DYING alone is sometimes a choice rather than a tragedy, a two-year study from the University of Nottingham concludes.
It has explored “lone deaths”, when the person in question may have few friends or relatives and there is an increased chance that the body may not be discovered for some time. The research examines why people die alone, what circumstances can lead to them spending their final days isolated, and how individuals and services respond when such a death is discovered.
Despite talk of “uncaring society” when such cases occur, it cannot be assumed that the deceased was feeling lost or abandoned, Dr Glenys Caswell, a senior research fellow at the Nottingham Centre for the Advancement of Research in End- of-Life Care, suggests.
“Most people in Britain only learn about those who undergo lone deaths through the media reports,” she said on Wednesday. “Such reports tend to focus on how sad it is that someone should die alone in this way, and to suggest that someone is to blame, that the community has let the person down, society has forgotten them or abandoned them.
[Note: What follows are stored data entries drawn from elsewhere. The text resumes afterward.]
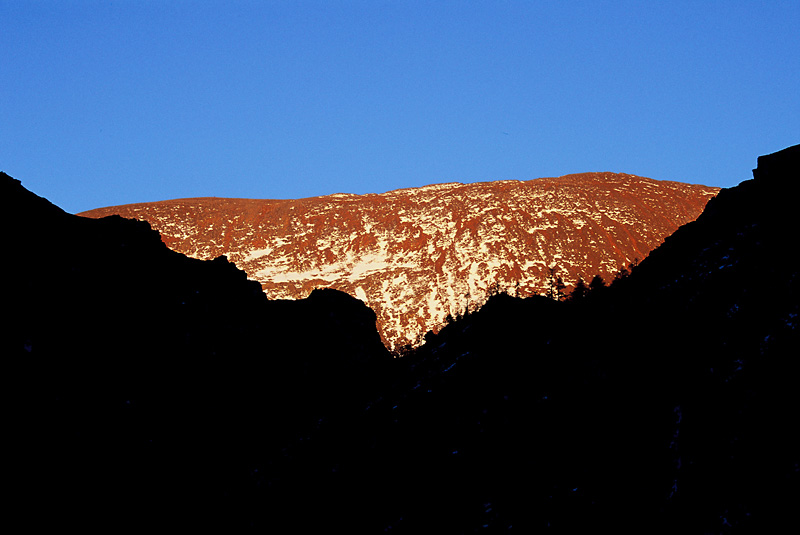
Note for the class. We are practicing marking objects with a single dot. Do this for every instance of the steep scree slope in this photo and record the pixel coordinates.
(417, 255)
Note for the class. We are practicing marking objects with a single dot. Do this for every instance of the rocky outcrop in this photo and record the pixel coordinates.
(419, 255)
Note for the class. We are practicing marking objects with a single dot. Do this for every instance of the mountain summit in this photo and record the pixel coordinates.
(419, 255)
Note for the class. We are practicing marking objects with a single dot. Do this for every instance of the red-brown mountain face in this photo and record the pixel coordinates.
(417, 255)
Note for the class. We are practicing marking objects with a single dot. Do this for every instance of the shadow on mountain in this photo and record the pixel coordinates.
(149, 386)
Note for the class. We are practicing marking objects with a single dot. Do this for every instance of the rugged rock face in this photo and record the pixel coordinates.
(417, 256)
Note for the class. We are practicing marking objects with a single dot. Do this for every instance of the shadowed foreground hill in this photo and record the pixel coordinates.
(142, 382)
(665, 403)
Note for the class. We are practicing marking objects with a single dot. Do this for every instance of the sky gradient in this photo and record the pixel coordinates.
(108, 103)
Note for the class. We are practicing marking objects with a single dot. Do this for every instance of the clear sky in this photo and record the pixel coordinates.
(115, 102)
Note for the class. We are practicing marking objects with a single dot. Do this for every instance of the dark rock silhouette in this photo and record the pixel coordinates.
(666, 402)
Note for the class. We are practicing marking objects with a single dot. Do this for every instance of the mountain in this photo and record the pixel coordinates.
(147, 388)
(141, 382)
(416, 256)
(662, 404)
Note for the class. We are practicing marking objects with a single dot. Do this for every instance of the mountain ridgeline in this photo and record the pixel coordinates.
(418, 255)
(151, 387)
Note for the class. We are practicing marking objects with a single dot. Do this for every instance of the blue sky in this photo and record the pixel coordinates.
(105, 103)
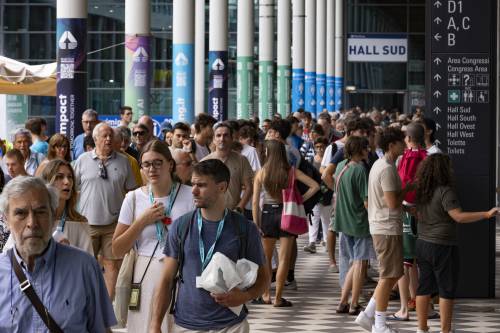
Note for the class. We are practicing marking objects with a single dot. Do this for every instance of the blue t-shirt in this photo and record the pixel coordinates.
(195, 309)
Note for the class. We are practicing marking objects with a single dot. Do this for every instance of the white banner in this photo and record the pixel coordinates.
(377, 48)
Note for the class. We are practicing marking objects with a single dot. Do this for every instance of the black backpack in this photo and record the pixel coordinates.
(185, 221)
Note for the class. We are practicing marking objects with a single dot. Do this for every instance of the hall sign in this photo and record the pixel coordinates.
(377, 48)
(460, 97)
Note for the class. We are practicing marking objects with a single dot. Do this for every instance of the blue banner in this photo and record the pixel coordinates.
(339, 93)
(217, 84)
(330, 93)
(183, 83)
(297, 89)
(310, 92)
(71, 86)
(320, 93)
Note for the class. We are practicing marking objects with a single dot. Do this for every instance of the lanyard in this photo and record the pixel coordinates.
(206, 260)
(168, 209)
(62, 222)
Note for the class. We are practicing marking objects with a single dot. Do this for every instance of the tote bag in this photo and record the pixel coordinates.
(293, 217)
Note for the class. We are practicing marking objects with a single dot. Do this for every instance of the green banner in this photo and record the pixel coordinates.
(284, 99)
(266, 89)
(244, 82)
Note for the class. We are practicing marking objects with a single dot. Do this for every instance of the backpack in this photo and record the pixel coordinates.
(184, 225)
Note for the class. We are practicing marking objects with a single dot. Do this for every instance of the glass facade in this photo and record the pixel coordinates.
(383, 84)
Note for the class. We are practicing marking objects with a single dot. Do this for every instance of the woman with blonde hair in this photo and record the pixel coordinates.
(71, 227)
(145, 217)
(271, 180)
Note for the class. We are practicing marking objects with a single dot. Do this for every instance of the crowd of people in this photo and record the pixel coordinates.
(374, 182)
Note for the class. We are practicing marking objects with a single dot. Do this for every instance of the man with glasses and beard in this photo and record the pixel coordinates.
(103, 177)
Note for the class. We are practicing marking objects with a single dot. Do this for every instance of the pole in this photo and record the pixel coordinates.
(298, 13)
(284, 35)
(137, 56)
(310, 57)
(244, 74)
(217, 60)
(71, 86)
(183, 61)
(266, 58)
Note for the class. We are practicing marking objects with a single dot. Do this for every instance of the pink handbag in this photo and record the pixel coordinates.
(293, 217)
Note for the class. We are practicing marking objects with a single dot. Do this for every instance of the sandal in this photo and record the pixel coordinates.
(343, 308)
(283, 303)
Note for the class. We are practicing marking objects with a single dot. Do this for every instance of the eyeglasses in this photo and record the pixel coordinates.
(156, 164)
(139, 133)
(103, 172)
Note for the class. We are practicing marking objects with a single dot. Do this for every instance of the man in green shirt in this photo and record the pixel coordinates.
(351, 221)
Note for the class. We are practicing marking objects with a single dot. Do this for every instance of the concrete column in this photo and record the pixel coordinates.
(217, 60)
(298, 12)
(284, 43)
(183, 61)
(137, 56)
(339, 55)
(310, 57)
(244, 74)
(199, 56)
(266, 58)
(71, 86)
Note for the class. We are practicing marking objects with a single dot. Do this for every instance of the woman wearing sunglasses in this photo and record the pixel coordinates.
(145, 217)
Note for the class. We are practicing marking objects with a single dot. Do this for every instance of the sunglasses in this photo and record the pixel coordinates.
(103, 172)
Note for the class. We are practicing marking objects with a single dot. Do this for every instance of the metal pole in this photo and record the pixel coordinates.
(183, 61)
But I think there is a different way of reading such deaths.”
The researchers collected in-depth information on ten cases, from documents, coroners’ trials, witness statements, interviews with people who knew the person, and people who responded to the death. They interviewed 12 professionals whose work involves them in dealing with the aftermath of a lone death, and who observed four funerals of people who died alone at home.
The study found that, in a few cases, the deceased had cut themselves off and effectively entered a period of social death before their physical death. But, in most cases, the death was of a private person who liked their own company, did not have a large circle of friends, and whose family was small, non-existent, or geographically spread. They had contributed to society and their local communities, worked in ordinary jobs, and paid their taxes.
One such case involved James Cooper (not his real name), a man in his early seventies who had always lived alone. He had worked as a carpenter until his retirement, and, at the time of his death, lived in an upstairs flat in a low-rise block. His downstairs neighbour knew him to say hello to, and they shared the task of putting out and bringing in their bins.
The neighbour went to Mr Cooper’s flat when he realised that he had not seen him for several weeks, and the body was discovered.
A distant cousin came forward when the death was reported in the local press. She said that she had visited Mr Cooper early the previous year, when he had been in good health, and described him as fiercely independent and unwilling to accept any help. She attended the public-health cremation arranged by the local authority.
“This could happen to almost anybody. It’s not fair of us to define them as someone who had a bad death, and forget about their lives as members of the community,” Dr Caswell said. “Dying alone need not indicate that the person is odd or deviant, just that they are quiet and private in their way of living. The funeral needs to acknowledge the person as a member of the community, even if little is known about them when they were alive.”